FPT fu fondata nel 1988 con il nome di Food Processing Technology Company da un gruppo di 13 scienziati con una forte passione per la tecnologia. Inizialmente, l’azienda si concentrò sul mercato interno vietnamita, fornendo computer all’Accademia delle Scienze Russa e sviluppando sistemi tecnologici come un sistema di biglietteria elettronica per Vietnam Airlines e reti digitali per le principali banche del paese. Col tempo, FPT ha iniziato a distribuire prodotti tecnologici e ad espandersi in settori come le telecomunicazioni e le fusioni e acquisizioni.

Oggi, FPT non è solo un distributore, ma anche un consulente che aiuta altre aziende nella digitalizzazione. È diventata un’autorità nell’intelligenza artificiale, nella grande analisi dei dati, nell’automazione dei processi e nell’Internet delle cose, con un portafoglio clienti che si estende in 29 paesi e collaborazioni con potenze tecnologiche come Microsoft, SAP e Amazon.

FPT ha investito anche nel settore dell’educazione in Vietnam, fondando la prima università privata del paese, dimostrando un impegno costante nel promuovere il talento locale. La sua divisione internazionale, FPT Software, ha esplorato i mercati esteri sin dalle prime fasi, ottenendo risultati significativi. Questa branca dell’azienda ha registrato una crescita annuale del 30% nei servizi di outsourcing IT, con ambiziose previsioni di espansione in mercati come Giappone, USA e Corea del Sud.

Con l’inaugurazione di FPT Semiconductor, l’azienda ha aggiunto una nuova dimensione al suo business, producendo il primo chip vietnamita e posizionandosi per sfruttare la diversificazione globale dei fornitori di semiconduttori. L’impegno di FPT nel settore delle semiconduttori mira a ridurre la dipendenza dal mercato cinese, con importanti contratti già stipulati con aziende in Taiwan, Corea del Sud e Giappone.

I fondi che investono in FPT sono:

1) Magna New Frontiers - Gestito da Dominic Bokor-Ingram e Stefan Böttcher, che detengono una partecipazione del 7,7%. Questo fondo ha segnalato un ritorno del 47% dalle azioni FPT nell’ultimo anno.

2) Forum One VinaCapital Vietnam - Thu Nguyen gestisce questo fondo, che ha il 9.6% delle sue risorse investite in FPT. Si classifica al secondo posto tra gli investimenti del fondo.

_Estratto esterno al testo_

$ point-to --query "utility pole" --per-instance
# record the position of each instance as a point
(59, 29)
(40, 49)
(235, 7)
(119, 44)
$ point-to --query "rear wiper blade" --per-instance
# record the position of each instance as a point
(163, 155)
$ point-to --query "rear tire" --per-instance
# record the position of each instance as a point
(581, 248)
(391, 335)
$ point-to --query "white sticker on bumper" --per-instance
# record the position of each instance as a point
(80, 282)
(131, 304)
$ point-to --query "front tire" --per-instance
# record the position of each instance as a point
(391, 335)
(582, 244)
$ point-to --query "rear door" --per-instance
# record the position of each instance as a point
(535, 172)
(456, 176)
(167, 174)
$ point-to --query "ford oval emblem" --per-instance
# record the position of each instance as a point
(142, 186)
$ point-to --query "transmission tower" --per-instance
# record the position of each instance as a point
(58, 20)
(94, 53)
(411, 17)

3) Coeli Frontier Markets - Gestito da James Bannan e Hans-Henrik Skov, che hanno investito il 9.4% del fondo in FPT, rendendolo il maggior investimento del fondo.

4) TCM Vietnam High Dividend Equity - Gestito da Wytze Riemersma e Marco Balk, questo fondo ha il 6.9% delle sue risorse in FPT, essendo il maggiore investimento del fondo.

5) Schroder ISF Frontier Markets Equity - Rami Sidani gestisce questo fondo, che detiene il 4.4% delle sue risorse in FPT, classificandosi al terzo posto tra gli investimenti del fondo.

Ogni fondo ha un focus specifico, spesso concentrato su mercati emergenti o specifici settori geografici come il Vietnam, e i rendimenti citati riflettono la performance delle azioni di FPT nell’ambito di questi fondi.

DISCLAIMER
Le informazioni e le considerazioni contenute nel presente articolo non devono essere utilizzate come unico o principale supporto in base al quale assumere decisioni relative agli investimenti. Il lettore mantiene la piena libertà nelle proprie scelte d’investimento e la piena responsabilità nell’effettuazione delle stesse, poiché egli solo conosce la sua propensione al rischio e il suo orizzonte temporale. Le informazioni contenute nell’articolo sono fornite a mero scopo informativo e la loro divulgazione non costituisce e non è da considerarsi un’offerta o sollecitazione al pubblico risparmio.